こうして俺たちの活躍が互いを励ます相乗作用となり、快進撃がしばらく続いた。見かけ倒しの「かかし」たちもあっという間に始末され、黒い霧になって散っていった。
「ふん、これで一件落着か。思ったより大したことないな」
「そうだな。どんなボスが出てくるかって期待してたけど、ただの雑魚戦かよ。まったく手応えがなかったぜ」
強い敵が現れず期待はずれの広多と聡は、肩の力を抜いて余裕の満ちた口振りをした。
確かにさっきの敵は結構弱かったけど、本当にこれは終わりなのか? ブラック・オーダーの奴らは、まだ全力を出し切ってねえ気がするぜ。
そんな俺の心配を裏付けるかのように、突然どこからどもなく発する聞き覚えのない声が、俺たちの安心感を破った。

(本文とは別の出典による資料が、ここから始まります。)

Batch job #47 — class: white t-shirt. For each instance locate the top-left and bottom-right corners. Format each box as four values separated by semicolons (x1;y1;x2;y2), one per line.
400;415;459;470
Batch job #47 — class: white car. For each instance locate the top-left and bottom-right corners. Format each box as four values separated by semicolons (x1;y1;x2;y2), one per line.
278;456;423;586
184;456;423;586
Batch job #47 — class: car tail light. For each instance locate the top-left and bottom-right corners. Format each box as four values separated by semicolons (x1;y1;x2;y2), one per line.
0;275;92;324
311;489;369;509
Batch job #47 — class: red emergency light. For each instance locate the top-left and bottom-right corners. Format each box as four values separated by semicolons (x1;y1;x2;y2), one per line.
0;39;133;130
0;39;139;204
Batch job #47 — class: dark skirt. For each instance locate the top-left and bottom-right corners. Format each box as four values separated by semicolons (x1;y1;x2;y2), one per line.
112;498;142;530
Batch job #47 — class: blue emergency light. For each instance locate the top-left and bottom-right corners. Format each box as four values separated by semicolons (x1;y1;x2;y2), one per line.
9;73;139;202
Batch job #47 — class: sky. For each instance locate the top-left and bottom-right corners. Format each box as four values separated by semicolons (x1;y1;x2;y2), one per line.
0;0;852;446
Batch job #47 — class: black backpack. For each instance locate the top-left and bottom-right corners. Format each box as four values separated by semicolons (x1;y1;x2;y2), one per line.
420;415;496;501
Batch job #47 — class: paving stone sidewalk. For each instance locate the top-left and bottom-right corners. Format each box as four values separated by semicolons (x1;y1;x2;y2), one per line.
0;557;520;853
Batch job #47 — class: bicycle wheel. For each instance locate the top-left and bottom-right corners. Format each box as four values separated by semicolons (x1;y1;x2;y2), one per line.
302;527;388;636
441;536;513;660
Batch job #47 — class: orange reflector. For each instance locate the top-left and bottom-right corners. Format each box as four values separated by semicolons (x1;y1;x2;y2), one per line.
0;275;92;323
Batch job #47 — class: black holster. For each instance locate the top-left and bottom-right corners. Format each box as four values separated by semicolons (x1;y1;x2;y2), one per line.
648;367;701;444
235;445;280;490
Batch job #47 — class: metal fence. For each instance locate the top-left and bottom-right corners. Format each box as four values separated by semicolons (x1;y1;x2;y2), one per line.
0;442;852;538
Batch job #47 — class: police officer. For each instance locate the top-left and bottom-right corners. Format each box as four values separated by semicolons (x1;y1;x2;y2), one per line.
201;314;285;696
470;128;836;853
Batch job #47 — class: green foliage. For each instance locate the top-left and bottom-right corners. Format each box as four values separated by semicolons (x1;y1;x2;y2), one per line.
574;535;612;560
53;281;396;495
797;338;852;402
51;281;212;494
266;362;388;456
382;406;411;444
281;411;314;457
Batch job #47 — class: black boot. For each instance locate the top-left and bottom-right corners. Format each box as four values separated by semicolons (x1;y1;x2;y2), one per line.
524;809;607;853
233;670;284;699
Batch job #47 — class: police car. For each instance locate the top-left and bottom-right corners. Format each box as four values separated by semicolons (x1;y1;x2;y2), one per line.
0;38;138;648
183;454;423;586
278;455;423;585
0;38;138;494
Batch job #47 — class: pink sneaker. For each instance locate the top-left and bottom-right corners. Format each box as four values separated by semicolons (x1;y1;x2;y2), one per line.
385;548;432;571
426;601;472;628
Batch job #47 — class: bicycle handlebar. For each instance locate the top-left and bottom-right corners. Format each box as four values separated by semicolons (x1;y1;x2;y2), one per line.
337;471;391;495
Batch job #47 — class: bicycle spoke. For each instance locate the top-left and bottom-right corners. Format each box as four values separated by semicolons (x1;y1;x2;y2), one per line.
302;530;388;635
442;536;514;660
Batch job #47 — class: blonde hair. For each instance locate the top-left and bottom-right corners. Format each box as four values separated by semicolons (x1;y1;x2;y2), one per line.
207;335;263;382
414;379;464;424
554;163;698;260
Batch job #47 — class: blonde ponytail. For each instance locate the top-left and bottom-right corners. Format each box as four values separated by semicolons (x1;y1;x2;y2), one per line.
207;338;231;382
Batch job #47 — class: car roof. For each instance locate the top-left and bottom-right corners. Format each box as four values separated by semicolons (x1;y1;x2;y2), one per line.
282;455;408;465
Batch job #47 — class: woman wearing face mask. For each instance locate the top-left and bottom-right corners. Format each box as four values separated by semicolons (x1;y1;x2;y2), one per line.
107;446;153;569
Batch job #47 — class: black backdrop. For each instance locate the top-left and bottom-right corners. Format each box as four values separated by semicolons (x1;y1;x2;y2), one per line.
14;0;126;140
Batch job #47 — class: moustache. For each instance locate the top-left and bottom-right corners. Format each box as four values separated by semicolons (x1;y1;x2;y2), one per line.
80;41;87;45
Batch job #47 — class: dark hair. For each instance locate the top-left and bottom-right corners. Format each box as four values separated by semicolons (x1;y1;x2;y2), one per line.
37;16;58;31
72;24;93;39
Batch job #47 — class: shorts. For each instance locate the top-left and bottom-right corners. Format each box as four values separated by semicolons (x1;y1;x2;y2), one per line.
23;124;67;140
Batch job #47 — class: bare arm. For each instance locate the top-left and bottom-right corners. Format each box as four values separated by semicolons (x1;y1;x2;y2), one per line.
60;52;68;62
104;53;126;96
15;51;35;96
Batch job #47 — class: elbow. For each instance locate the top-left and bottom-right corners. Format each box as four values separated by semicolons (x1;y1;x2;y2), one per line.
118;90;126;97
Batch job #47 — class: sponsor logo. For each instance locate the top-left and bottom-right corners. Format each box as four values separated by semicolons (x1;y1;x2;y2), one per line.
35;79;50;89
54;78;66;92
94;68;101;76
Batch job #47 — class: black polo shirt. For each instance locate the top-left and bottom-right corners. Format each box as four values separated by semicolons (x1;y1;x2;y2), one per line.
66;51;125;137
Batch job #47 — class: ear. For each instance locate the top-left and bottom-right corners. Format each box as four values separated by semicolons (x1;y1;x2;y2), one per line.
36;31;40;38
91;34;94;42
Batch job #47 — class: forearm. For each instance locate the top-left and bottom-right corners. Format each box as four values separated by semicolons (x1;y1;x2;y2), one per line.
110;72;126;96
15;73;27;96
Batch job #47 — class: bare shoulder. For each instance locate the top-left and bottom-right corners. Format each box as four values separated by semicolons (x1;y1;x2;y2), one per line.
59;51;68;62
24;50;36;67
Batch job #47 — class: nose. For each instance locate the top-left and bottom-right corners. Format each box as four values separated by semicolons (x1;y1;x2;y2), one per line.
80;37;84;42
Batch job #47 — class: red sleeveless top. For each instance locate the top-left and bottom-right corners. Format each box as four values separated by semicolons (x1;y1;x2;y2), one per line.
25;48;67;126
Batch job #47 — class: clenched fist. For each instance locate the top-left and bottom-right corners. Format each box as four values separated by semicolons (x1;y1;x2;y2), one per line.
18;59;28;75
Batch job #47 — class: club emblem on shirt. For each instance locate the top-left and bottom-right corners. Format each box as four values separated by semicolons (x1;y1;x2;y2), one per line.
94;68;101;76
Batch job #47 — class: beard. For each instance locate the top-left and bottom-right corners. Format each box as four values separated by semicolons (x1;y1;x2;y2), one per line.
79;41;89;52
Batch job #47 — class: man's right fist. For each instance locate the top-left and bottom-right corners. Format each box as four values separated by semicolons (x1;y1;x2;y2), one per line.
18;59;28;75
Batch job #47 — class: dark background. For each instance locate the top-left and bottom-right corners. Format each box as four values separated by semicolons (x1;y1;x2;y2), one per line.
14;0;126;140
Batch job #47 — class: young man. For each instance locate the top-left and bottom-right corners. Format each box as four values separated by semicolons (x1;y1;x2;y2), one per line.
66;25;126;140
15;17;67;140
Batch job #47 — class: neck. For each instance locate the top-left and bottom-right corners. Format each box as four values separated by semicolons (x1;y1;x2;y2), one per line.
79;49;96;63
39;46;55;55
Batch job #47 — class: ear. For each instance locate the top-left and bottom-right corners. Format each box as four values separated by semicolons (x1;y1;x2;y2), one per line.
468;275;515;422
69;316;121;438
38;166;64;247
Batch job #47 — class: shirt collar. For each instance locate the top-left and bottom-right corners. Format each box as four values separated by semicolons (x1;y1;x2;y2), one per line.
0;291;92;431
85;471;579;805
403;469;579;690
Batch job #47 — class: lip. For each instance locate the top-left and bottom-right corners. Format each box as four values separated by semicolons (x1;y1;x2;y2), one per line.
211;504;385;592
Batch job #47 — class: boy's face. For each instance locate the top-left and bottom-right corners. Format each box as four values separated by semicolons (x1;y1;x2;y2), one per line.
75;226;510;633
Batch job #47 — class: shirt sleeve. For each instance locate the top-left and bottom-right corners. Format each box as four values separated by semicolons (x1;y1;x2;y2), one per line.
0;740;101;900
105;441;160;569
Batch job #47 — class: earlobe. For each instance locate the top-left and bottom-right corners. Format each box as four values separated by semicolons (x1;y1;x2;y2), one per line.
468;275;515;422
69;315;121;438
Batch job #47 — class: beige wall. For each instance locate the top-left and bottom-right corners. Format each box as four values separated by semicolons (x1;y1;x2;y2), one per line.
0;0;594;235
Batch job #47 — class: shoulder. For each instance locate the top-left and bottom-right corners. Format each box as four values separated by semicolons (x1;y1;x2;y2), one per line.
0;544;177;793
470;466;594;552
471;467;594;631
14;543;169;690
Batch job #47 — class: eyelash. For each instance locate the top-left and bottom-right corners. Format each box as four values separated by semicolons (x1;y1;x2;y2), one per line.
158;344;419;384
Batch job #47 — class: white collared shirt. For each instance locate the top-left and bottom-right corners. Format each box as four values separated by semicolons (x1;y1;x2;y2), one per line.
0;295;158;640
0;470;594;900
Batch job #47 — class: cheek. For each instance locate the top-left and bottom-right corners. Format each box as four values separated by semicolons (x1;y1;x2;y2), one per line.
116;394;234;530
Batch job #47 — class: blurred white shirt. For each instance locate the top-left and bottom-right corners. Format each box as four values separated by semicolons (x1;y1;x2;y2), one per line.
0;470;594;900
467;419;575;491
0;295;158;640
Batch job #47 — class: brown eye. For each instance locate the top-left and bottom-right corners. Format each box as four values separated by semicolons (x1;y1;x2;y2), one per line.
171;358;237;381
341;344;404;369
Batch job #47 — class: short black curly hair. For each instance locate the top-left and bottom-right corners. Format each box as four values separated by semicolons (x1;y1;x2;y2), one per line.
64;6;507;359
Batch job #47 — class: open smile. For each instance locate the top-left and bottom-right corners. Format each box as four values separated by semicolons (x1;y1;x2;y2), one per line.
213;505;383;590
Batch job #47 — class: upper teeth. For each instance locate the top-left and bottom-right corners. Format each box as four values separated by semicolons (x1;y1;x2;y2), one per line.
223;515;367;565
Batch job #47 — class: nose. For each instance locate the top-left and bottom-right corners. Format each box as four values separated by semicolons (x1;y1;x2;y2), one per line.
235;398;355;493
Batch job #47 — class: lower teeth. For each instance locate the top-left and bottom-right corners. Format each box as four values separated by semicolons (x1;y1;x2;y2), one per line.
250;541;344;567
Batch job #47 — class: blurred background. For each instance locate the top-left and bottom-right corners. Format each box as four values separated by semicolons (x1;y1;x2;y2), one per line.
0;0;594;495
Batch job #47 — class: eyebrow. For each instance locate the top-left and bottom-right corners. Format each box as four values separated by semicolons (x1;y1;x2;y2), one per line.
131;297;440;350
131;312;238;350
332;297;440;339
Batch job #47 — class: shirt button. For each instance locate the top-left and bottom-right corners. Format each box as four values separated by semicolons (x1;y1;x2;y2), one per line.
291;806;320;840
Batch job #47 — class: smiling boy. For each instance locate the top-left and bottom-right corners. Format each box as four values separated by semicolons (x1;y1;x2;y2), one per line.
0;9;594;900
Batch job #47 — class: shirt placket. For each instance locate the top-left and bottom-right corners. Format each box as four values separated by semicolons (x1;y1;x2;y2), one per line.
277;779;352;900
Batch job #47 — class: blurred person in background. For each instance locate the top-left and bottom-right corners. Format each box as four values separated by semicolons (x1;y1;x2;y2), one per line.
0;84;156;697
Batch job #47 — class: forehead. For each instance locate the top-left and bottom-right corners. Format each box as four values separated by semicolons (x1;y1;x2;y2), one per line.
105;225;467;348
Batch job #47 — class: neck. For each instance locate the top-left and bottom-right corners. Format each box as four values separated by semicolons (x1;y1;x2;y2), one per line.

「おやおや、まさかこれで終わると思ってるとは……ぼくもなめられたものだな」
異様に気付いた俺たちは、一斉に頭を声がした方向に向けた。そこには、宙に浮いている人がいやがる。
秀和「ついに姿を現したか、ボスめ。さては俺たちにボコボコにされるためにここに来たんだな」
???「言うね~まあ、君達は勝ったばかりでいい気になってるかもしれないけど、あんな連中の実力はただの最下層に過ぎないのさ」
秀和「ってことは、てめえもブラック・オーダーの中で最下層ってことだな? 俺たちがてめえを倒した後に、七宗罪に『やつはブラック・オーダーの中でもっとも弱い……』みたいな落ちとか」
???「ふん、何とでも言いたまえ」(怒ってはいけない、怒ってはいけない……ここは紳士らしく振る舞って、女子たちをぼくのトリコにするんだ!)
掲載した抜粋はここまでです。